Much has been printed recently of the failing infrastructure in our cities. Might I point out that right here in Port we have a prime example of this problem, namely the Middle Neck Road corridor (also known as the Point-to-Port Speedway).
In recent years, the last five in particular, the electric power goes out on an average of three times a month - and that's in good weather, with no wind or lightning bolts to blame - sometimes no more than a minute, but long enough to wreak havoc on all our electronics, timers, etc.
If one relies on the old copper wires of a land line phone, it's a crapshoot to guess which problem will cut off service on any particular day; no dial tone, loud buzzing noises, crossed wires, etc., etc. The Verizon repair trucks have taken up permanent residence along this road.
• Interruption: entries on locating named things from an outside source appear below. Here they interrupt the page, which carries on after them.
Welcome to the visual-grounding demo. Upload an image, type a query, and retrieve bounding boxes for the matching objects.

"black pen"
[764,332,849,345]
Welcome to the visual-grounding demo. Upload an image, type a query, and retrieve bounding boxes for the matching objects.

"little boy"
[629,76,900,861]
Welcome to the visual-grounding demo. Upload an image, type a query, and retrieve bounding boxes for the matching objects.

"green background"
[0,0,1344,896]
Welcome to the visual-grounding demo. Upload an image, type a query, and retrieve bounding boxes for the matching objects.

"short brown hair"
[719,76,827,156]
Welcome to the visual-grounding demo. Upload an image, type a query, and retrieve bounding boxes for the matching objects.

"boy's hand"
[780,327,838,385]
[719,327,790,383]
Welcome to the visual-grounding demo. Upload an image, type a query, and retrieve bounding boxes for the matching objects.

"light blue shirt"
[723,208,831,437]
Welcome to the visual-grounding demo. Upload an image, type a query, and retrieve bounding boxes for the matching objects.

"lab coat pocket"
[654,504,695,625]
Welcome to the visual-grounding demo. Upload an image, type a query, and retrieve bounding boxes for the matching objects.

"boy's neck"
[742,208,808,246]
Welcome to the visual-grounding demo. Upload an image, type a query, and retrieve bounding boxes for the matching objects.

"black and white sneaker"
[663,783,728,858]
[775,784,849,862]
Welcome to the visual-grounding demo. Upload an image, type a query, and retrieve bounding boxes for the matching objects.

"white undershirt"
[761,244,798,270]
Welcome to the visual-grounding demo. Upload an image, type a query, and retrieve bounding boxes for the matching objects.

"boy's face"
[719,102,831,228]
About two years ago, a telephone pole was struck by a car and cracked in half. It took a year to get a new replacement; the broken streetlight now dangles uselessly from the new pole.
The road bed has been patched so many times that the fifth- and sixth-generation potholes all have their own potholes - and when the huge construction equipment, transit mixers and other heavy vehicles hit them, our houses shake, rattle and roll! (Of course, if all traffic kept even near the 30 mph speed limit, it would help immensely. However, that's a whole other issue and I won't go into it in this letter.)
Some have suggested it is a jurisdictional problem. Others say that what we have here is a failure to communicate. Whatever the reason, we sincerely hope that these problems have been recognized and are being addressed so that real solutions - not just Band-Aids - are found and acted upon.
On a more positive note, during bad weather and blizzards, the road is always kept open (the plows and sanders appear almost hourly) and the emergency response forces can always be counted on to perform professionally and compassionately, for which we are most appreciative.